Wer als Kind an Krebs erkrankt war, trägt die Folgen der Erkrankung oft ein Leben lang mit sich. Mit dem Survivorship Passport gibt es erstmals eine umfassende digitale Lösung für die lebenslange Nachsorge von Kinderkrebsüberlebenden.
Frühere Kinderkrebs-Patientinnen und Patienten des Wiener St. Anna Kinderspitals bekommen nun einen Survivorship Passport, also einen Überlebenden-Pass. Das digitale Dokument wird in die elektronische Gesundheitsakte ELGA integriert und enthält Details zur erhaltenen Behandlung gegen den Krebs, zu empfohlenen Kontrollen über Jahrzehnte hinaus und Informationen zu möglichen Spätfolgen. Rund 5.000 "Survivors" sollen von dem Nachsorgeangebot profitieren, hieß es am Dienstag.
Zunächst wurde laut der Aussendung des St. Anna Kinderspitals mit den ersten zehn Nutzerinnen und Nutzern gestartet. "Für mich bedeutet der Survivorship Passport, dass ich meine Krankengeschichte nicht jedes Mal neu erklären muss. Alle wichtigen Informationen zu meiner Therapie sind gebündelt verfügbar - egal bei welcher Ärztin oder welchem Arzt ich später einmal bin. Das gibt mir Sicherheit und hilft mir, meine eigene Gesundheit besser im Blick zu behalten", berichtete Julian Dorffner als einer der ersten Pass-Inhaber.

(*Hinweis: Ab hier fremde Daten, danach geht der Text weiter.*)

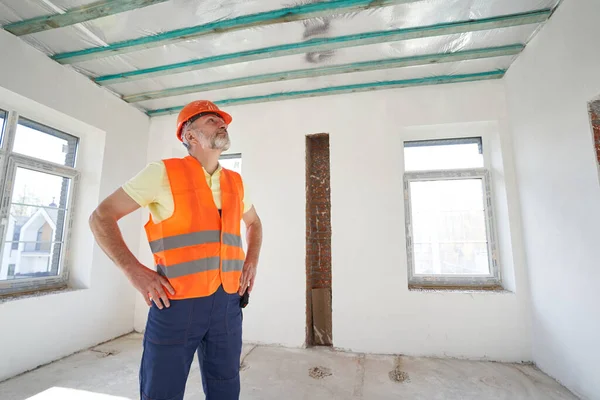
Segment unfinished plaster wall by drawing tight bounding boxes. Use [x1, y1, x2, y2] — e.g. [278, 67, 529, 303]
[0, 30, 149, 381]
[142, 81, 531, 361]
[506, 0, 600, 399]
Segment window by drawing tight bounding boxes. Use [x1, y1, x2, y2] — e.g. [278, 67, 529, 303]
[0, 111, 79, 295]
[404, 138, 500, 287]
[219, 154, 242, 174]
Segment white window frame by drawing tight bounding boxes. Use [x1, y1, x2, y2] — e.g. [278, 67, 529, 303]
[0, 110, 80, 297]
[404, 138, 502, 289]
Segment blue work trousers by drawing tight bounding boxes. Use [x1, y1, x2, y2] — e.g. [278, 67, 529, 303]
[140, 286, 242, 400]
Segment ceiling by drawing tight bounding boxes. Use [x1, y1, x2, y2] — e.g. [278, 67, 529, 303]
[0, 0, 561, 116]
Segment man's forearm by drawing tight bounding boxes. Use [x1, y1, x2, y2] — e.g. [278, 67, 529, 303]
[246, 220, 262, 265]
[90, 211, 139, 273]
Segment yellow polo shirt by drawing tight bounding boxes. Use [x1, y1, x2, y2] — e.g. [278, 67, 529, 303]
[122, 161, 252, 223]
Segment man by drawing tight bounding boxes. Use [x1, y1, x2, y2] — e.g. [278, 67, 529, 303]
[90, 101, 262, 400]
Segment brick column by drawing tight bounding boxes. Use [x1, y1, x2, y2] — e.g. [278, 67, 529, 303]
[306, 134, 331, 345]
[590, 100, 600, 168]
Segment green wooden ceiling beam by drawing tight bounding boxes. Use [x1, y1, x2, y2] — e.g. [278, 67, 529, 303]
[94, 10, 552, 85]
[2, 0, 168, 36]
[123, 44, 525, 103]
[146, 70, 506, 117]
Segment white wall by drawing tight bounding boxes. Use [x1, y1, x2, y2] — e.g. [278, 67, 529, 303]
[506, 0, 600, 399]
[142, 82, 531, 361]
[0, 30, 149, 380]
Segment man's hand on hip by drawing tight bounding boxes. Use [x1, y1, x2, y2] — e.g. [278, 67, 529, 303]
[239, 260, 256, 296]
[127, 264, 175, 310]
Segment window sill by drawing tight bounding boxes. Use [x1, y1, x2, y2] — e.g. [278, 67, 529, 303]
[0, 285, 79, 304]
[408, 285, 514, 294]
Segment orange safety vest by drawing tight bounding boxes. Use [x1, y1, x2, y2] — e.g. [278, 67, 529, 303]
[145, 156, 246, 299]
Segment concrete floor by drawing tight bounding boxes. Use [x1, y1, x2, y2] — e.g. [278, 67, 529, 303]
[0, 334, 577, 400]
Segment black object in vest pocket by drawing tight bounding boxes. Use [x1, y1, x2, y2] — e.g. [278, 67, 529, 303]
[240, 289, 250, 308]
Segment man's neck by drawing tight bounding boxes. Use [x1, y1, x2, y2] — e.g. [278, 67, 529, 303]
[190, 150, 221, 175]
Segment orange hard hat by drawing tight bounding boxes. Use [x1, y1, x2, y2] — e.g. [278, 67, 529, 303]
[177, 100, 233, 141]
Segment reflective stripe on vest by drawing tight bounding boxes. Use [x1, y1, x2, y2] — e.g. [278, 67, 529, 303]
[150, 231, 242, 254]
[157, 257, 244, 278]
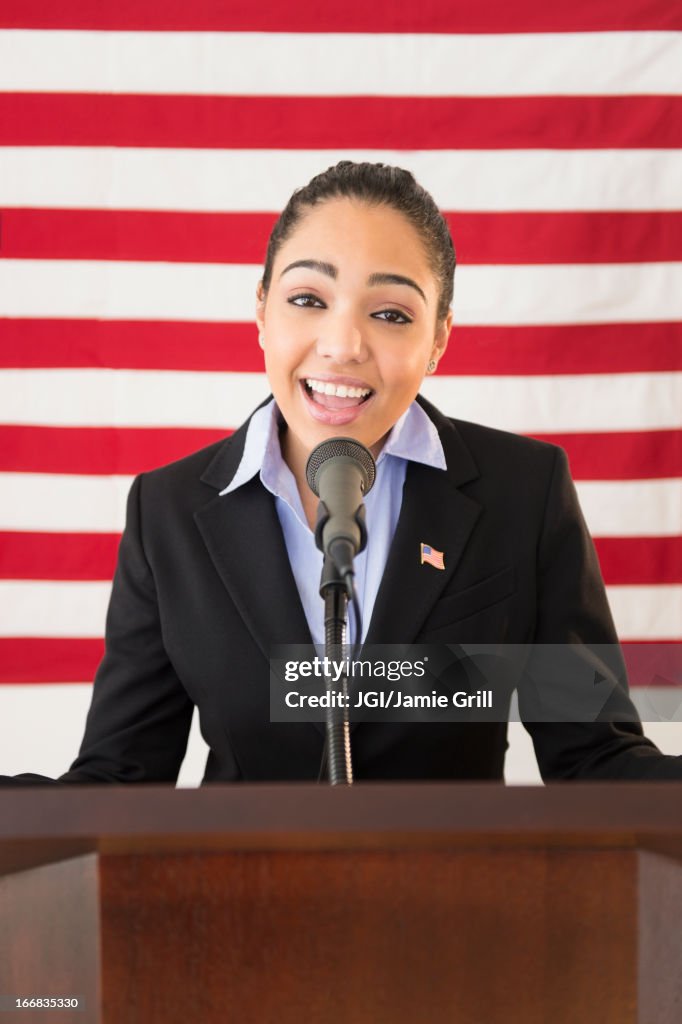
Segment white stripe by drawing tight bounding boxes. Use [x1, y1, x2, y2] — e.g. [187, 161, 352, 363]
[0, 580, 682, 640]
[0, 473, 682, 537]
[0, 680, 208, 786]
[0, 30, 682, 96]
[0, 370, 682, 433]
[0, 146, 682, 212]
[0, 682, 92, 778]
[0, 580, 112, 637]
[576, 477, 682, 540]
[0, 473, 132, 534]
[421, 374, 682, 434]
[0, 259, 682, 326]
[606, 586, 682, 640]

Internationales Vorzeigeprojekt
International gelte das österreichische Modell als Referenzprojekt für zukünftige Entwicklungen im Rahmen des Europäischen Gesundheitsdatenraums (EHDS) und der EU-Cancer-Mission. "Es erfüllt uns mit großer Freude, dass das St. Anna Kinderspital als europaweiter Vorreiter einen konkreten Beitrag zur Digitalisierung im öffentlichen Gesundheitswesen leisten darf. Der Survivorship Passport gewährleistet eine lückenlose und sichere Begleitung für unsere Patientinnen und Patienten und setzt damit neue Maßstäbe in der lebenslangen Nachsorge", sagte Herbert Volkmann, Geschäftsführer des Wiener Kinderkrankenhauses.
"Der Survivorship Passport zeigt, wie Innovation, europäische Zusammenarbeit und ein starkes öffentliches Gesundheitssystem konkret zusammenwirken können. Dieses Projekt stärkt die Versorgungsqualität nachhaltig und stellt sicher, dass Betroffene auch lange nach einer schweren Erkrankung bestmöglich begleitet werden", betonte auch Gesundheitsministerin Korinna Schumann (SPÖ) laut der Aussendung.
Der Survivorship Passport wurde mit Unterstützung des Austrian Institute of Technology (AIT) implementiert. Teile der Umsetzung wurden vom Gesundheitsministerium gefördert. Die Entwicklung erfolgte im Rahmen langjähriger europäischer Kooperationen, insbesondere durch das EU-geförderte Projekt "PanCareSurPass". Das europäische Expertennetz PanCare ist ein multidisziplinäres Netzwerk von Fachpersonen aus der pädiatrischen Onkologie, Spätfolgenforschung sowie Survivor-Organisationen.